Staking pools suffer unrestricted economies of scale: Just as the banking system, the staking industry will be dominated by 3 or 4 cartelized entities. This is because capital inside the network may flow with no local or real world restrictions.
Staking pools and validators must be online all the time: The fact that the design of proof of stake has many restrictions that proof of work does not, such as locked deposits, liveness penalties, and slashing, makes it very difficult to exit the system to relocate or hide in case of legal changes or geopolitical problems.
In proof of stake, there is no alternative to centralized and captured pools: Once the staking pool industry is centralized, there is no recourse by users to enter transactions that could eventually be processed by some staker outside of the dominating cartels. For the reasons stated above, the pooling cartel in proof of stake will necessarily have nearly 100% control of the system.

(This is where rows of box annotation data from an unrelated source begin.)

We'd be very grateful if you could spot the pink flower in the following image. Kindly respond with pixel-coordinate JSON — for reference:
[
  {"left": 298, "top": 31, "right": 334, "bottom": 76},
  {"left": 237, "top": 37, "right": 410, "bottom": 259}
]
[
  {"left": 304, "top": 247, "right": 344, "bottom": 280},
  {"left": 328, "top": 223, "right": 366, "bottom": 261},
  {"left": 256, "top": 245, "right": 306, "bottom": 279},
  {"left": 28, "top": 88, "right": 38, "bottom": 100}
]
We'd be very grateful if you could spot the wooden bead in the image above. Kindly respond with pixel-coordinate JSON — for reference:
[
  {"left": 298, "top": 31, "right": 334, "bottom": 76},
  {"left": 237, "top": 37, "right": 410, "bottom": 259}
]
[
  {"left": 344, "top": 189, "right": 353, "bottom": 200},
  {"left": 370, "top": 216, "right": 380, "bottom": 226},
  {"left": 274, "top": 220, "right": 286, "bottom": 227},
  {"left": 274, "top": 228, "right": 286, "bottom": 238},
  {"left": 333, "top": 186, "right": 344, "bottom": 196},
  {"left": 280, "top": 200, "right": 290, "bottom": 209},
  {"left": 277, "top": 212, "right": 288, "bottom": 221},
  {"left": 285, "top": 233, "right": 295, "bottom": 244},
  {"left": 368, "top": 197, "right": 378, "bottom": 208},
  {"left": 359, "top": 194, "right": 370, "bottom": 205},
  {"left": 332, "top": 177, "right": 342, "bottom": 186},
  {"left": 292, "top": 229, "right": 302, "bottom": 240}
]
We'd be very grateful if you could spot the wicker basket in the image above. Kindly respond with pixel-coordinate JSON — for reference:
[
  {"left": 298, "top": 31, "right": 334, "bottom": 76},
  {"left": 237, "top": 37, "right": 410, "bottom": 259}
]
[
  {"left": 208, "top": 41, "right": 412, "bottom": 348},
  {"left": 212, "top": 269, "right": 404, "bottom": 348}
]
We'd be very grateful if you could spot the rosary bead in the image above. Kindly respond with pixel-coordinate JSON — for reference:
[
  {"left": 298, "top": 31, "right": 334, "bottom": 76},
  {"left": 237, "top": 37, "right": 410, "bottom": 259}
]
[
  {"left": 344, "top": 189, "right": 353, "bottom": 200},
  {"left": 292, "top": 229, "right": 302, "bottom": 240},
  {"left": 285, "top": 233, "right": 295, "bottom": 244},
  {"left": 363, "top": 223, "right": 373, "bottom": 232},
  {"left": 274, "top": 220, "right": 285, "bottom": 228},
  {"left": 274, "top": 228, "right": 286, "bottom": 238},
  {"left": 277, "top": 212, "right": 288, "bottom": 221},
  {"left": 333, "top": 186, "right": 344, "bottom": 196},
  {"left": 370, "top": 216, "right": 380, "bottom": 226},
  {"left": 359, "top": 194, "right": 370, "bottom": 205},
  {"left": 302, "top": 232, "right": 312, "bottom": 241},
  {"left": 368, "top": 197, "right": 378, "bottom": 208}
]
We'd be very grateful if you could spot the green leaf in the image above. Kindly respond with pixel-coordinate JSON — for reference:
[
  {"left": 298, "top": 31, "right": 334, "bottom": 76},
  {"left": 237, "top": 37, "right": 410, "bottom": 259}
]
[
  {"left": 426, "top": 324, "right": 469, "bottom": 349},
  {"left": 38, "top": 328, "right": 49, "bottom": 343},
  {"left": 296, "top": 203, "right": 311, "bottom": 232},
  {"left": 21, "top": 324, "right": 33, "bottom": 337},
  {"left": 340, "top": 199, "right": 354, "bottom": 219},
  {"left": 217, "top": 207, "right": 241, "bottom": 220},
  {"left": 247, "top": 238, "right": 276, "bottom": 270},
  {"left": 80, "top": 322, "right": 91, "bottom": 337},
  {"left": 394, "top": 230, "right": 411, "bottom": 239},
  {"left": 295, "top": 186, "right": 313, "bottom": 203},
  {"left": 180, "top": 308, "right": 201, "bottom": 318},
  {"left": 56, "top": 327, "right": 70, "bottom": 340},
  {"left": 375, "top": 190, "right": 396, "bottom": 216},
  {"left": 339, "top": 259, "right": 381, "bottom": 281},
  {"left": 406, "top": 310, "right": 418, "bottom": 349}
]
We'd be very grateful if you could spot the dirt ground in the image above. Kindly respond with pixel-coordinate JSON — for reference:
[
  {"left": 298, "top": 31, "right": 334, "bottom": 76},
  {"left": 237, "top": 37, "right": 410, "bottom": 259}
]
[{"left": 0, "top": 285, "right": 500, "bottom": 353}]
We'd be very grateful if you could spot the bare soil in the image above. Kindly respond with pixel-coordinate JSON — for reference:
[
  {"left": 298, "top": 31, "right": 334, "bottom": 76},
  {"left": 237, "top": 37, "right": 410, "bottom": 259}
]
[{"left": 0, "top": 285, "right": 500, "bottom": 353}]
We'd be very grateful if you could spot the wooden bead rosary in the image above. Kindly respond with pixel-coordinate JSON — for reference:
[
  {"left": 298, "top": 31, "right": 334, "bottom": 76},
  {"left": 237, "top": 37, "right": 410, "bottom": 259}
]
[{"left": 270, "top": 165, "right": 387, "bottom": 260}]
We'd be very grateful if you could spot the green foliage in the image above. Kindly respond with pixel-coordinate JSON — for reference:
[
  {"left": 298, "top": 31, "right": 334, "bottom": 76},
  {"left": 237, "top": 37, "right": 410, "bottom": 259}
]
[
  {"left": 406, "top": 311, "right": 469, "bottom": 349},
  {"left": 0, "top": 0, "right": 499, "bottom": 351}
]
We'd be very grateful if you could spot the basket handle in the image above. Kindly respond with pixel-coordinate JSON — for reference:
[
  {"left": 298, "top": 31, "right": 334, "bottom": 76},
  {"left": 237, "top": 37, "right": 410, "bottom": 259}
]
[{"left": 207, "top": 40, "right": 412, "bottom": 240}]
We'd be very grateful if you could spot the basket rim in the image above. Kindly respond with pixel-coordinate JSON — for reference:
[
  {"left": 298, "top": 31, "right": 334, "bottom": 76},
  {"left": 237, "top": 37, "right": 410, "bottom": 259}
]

Proof of stake does not have the decentralization guarantees that proof of work has: Proof of work guarantees that miners and mining pools may change all the time, migrate from place to place, and exit and enter the network whenever they please because it has the two guarantees that proof of stake does not have: It enables consensus without having to check with anyone in the world except by just verifying the proof of work in the latest block, and it enables free entry and exit without having to check with anyone in the world except by just checking the most work done on the network.
The main benefit promoted by proof of stake advocates is that it saves 99% of the electricity that proof of work uses and thus helps the planet. It is true that it saves energy, but it is doubtful that large proof of work blockchains as Bitcoin and Ethereum Classic cause any harm to the environment. In fact, proof of work mining is actually performed using renewable energy in its majority, promoting and accelerating the migration to that electricity generation model.
The other benefit touted is that PoS is better for implementing new scaling solutions compared to the proof of work architecture. This is true, but in the end, both in PoS and PoW the great majority of high volume, low value transactions will be executed in layer 2 systems and above, so this benefit hardly has any marginal value over PoW.